La condition légale de la conversion
Le cadre juridique impose une appréciation concrète de l’impossibilité de redressement. Le tribunal fonde sa décision sur la carence totale du débiteur, qui ne s’est jamais présenté aux rendez-vous. Cette absence de coopération rend vaine toute poursuite de la période d’observation et aggrave le passif.
La jurisprudence rappelle que l’impossibilité de redressement s’apprécie au cas par cas. « L’impossibilité manifeste du débiteur à se redresser s’apprécie in concreto, au cas par cas, au regard de sa situation matérielle et financière globale et de son activité » (Cour d’appel, le 27 février 2025, n°23/15536). Le jugement s’inscrit dans cette logique en constatant l’inaction du dirigeant.

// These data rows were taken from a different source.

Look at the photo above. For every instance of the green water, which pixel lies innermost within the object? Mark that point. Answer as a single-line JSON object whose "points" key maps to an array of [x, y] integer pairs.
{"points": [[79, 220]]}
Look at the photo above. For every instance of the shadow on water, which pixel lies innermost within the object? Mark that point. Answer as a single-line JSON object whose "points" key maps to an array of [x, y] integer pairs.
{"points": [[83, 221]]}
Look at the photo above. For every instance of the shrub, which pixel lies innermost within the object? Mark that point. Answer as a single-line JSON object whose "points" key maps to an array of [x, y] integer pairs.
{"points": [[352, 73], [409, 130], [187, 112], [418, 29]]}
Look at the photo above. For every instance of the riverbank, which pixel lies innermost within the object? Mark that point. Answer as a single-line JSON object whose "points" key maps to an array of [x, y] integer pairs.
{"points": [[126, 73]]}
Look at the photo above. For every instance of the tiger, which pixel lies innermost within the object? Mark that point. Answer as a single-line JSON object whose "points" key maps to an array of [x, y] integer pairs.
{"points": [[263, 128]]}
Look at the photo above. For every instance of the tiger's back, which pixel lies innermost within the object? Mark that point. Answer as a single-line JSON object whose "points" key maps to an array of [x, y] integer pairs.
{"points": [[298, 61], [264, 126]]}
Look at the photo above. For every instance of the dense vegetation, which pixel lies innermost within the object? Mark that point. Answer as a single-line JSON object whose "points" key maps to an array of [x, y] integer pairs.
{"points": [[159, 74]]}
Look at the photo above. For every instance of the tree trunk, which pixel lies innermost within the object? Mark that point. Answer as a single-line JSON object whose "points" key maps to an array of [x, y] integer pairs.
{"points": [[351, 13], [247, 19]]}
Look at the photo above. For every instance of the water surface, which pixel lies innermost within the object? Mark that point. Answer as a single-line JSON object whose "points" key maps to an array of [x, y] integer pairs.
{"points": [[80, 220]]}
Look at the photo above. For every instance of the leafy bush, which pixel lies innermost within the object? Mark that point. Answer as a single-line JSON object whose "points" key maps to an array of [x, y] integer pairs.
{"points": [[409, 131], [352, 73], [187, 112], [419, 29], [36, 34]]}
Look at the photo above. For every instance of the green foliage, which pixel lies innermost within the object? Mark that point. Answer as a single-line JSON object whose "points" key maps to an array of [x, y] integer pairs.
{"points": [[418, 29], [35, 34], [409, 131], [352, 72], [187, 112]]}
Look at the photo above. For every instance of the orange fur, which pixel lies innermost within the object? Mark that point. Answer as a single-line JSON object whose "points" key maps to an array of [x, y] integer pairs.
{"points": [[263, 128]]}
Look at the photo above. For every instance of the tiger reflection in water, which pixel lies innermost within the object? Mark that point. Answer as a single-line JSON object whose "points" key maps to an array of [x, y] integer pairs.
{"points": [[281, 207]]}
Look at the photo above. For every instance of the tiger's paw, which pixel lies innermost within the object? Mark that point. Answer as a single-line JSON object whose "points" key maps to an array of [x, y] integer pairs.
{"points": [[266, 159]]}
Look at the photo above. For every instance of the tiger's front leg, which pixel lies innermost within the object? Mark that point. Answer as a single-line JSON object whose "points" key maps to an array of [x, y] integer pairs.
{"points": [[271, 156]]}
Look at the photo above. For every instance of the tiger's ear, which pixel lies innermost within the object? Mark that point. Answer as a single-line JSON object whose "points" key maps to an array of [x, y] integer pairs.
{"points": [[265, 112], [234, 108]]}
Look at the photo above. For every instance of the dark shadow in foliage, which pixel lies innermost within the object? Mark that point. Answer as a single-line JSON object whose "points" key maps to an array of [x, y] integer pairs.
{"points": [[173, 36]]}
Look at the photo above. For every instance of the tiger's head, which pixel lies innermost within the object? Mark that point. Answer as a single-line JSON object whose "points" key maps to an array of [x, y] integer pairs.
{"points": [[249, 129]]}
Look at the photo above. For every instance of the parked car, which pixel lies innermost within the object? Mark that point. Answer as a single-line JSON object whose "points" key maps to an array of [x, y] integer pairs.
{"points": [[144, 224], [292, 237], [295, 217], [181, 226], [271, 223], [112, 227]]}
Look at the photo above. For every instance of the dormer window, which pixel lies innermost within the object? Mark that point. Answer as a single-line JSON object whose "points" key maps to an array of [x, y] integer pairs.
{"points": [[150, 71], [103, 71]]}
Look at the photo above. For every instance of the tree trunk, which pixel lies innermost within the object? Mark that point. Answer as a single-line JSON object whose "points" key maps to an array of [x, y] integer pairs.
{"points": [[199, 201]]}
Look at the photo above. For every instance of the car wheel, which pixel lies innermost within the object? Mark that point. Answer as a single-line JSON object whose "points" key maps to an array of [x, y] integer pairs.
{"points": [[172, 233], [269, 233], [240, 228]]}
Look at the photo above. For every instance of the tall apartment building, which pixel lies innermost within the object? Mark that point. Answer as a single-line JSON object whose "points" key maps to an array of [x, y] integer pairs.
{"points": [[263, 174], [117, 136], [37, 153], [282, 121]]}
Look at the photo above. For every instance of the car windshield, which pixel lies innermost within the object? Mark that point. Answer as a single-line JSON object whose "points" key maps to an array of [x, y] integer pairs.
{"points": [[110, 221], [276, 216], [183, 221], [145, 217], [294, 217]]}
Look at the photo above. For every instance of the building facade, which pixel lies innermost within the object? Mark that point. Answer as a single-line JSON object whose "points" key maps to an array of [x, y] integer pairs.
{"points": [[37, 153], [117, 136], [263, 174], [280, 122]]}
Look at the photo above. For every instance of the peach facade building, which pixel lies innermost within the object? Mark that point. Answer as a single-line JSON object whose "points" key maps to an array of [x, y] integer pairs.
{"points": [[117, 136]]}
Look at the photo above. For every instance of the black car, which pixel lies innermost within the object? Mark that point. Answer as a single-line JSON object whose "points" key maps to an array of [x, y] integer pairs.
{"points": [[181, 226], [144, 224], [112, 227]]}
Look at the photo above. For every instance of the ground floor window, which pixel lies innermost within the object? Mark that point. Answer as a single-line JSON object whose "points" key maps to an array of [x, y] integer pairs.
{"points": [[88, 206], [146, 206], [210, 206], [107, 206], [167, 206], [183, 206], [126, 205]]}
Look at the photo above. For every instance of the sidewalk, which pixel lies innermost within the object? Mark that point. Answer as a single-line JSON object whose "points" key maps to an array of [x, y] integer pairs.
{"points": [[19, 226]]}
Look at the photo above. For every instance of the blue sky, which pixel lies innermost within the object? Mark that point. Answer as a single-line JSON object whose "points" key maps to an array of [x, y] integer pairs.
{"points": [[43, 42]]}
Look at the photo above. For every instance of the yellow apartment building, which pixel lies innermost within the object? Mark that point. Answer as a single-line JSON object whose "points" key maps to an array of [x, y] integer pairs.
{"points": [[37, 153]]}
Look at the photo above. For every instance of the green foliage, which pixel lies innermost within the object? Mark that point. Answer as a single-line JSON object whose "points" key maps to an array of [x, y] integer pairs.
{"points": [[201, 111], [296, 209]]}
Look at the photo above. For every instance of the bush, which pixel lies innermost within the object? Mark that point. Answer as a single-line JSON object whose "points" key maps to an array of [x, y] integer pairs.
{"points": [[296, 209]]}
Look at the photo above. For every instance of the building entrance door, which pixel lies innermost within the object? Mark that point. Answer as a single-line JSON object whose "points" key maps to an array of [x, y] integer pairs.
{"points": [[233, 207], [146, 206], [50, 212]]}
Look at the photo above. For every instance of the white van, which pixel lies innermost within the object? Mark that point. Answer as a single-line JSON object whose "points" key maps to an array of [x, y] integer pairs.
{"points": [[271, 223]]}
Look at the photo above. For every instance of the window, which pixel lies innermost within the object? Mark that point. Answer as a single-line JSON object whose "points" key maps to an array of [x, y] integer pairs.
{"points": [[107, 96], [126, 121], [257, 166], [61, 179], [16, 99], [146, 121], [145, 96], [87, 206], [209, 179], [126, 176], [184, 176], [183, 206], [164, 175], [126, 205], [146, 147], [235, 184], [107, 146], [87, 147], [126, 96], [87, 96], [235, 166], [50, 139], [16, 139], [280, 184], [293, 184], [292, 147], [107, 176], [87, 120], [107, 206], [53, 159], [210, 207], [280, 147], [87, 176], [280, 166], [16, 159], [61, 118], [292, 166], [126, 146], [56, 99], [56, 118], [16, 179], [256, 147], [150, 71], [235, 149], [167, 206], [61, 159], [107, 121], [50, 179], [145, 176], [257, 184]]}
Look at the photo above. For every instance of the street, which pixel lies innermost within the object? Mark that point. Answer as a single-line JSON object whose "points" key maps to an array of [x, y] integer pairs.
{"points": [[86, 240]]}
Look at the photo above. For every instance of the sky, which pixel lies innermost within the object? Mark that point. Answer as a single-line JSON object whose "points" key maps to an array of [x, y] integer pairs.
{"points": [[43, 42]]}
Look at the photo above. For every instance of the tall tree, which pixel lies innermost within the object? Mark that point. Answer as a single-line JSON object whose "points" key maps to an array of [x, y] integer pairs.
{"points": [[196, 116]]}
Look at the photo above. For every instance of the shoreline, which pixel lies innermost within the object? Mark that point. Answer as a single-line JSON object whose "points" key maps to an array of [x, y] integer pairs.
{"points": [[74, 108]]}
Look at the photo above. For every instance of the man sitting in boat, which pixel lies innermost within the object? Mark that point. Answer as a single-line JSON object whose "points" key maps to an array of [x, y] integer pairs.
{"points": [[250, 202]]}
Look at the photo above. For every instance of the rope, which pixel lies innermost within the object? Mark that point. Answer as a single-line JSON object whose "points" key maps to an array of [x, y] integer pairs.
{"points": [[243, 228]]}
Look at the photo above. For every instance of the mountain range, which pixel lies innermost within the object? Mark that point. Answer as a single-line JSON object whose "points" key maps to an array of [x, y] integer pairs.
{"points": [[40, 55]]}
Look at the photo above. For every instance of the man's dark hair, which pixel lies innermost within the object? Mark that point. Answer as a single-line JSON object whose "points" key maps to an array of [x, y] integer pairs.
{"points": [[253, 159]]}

La portée de cette analyse est de confirmer le caractère substantiel de la coopération du débiteur. L’absence de participation active peut à elle seule justifier la conversion, sans exiger une analyse financière détaillée. Cela renforce les pouvoirs du juge pour préserver les intérêts des créanciers.
Les conséquences procédurales du prononcé
Le tribunal opte pour le régime de la liquidation judiciaire simplifiée. Il retient ce dispositif car l’entreprise est en dessous des seuils légaux de chiffre d’affaires et d’effectif. Cette qualification entraîne une procédure allégée et un délai de clôture fixé à douze mois.
Le jugement désigne le mandataire judiciaire en qualité de liquidateur. Il rappelle aussi au débiteur son obligation légale de coopérer, sous peine de sanctions. Ces mesures visent à assurer une liquidation efficace et rapide, dans l’intérêt de tous les acteurs de la procédure.
La valeur de cette décision réside dans son application stricte des critères de la liquidation simplifiée. Elle illustre l’adaptation de la procédure aux caractéristiques de la petite entreprise. Cette rigueur garantit une gestion proportionnée et économiquement rationnelle des dernières phases de la défaillance.